Paper by BERGIJK BAETENS from ISCR 9th 2004 Instanbul Turkey

In Western Europe the demand for a crack-free structure is not uncommon. Due to environmental reasons more and more (concrete) structures are built to prevent toxic liquids from leakage trough the structure to the subsoil and groundwater. These structures can be found for instance in the chemical industry, petrol stations, car maintenance garages and dump areas for waste material. Cracks in concrete, which occur in the hardening stage due to thermal stresses, can be a problem for liquid tightness of the structure. The hardening of concrete is accompanied by non-linear temperature distributions in the structure. If the thermal dilation of the structure is restrained, this will lead to cracks if the tensile stresses exceed the tensile strength of concrete.
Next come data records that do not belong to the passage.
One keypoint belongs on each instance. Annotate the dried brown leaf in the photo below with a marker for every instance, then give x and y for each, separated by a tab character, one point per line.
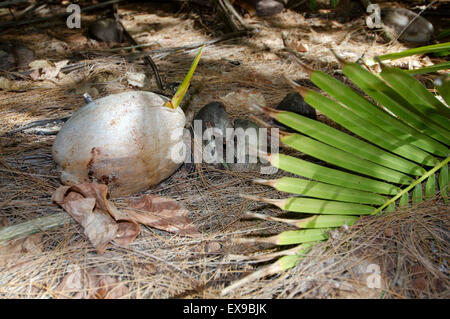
90	284
88	205
13	251
162	213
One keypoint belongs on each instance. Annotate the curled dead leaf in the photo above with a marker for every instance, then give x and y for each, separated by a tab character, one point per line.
103	222
89	284
12	252
46	70
88	205
162	213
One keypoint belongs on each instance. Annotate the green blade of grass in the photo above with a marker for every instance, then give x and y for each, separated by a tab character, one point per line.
367	130
343	159
386	96
421	50
366	109
327	221
317	221
418	96
291	237
348	143
417	195
430	187
331	176
429	69
442	84
404	200
321	190
318	206
444	182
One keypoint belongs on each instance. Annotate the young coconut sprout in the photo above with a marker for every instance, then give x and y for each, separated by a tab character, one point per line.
128	141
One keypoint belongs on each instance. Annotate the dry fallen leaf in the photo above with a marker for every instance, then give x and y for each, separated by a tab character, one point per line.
88	205
13	251
103	222
46	70
89	284
162	213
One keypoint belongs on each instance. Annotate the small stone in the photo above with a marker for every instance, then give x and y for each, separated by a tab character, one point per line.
213	247
249	149
13	55
388	232
293	102
265	8
213	121
395	21
106	30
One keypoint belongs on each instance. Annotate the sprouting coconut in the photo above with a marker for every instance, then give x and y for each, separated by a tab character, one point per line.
123	140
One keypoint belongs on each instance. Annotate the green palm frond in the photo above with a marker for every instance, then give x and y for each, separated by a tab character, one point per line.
397	155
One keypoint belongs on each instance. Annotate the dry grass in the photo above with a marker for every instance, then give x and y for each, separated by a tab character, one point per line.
161	265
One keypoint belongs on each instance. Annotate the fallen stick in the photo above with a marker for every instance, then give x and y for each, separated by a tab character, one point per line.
159	53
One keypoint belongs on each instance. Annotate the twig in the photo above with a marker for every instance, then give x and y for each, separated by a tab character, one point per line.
36	124
227	17
235	14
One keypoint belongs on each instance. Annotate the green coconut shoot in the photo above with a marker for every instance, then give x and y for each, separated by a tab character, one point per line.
182	89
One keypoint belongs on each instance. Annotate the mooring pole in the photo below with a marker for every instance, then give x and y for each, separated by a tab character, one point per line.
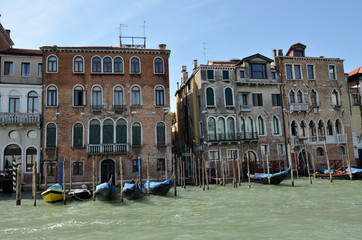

Liquids easily penetrate (fully) cracked concrete so a cracked structure is not capable to prevent liquids from getting into the soil or groundwater underneath the structure. Especially in case of toxic and therefore environmental dangerous liquids this can not be allowed. User-friendly numerical models have become available to predict the temperature development in young concrete as well as the risk of early-age cracking. Based on the numerical concrete concept a user-friendly module is developed that simulates the behaviour of young concrete. This article describes how this model is used to find measures to control concrete temperatures and thermal stresses. It is illustrated with a practical example of a concrete structure in the chemical industry in the Netherlands that has to protect the soil and groundwater for toxic liquids.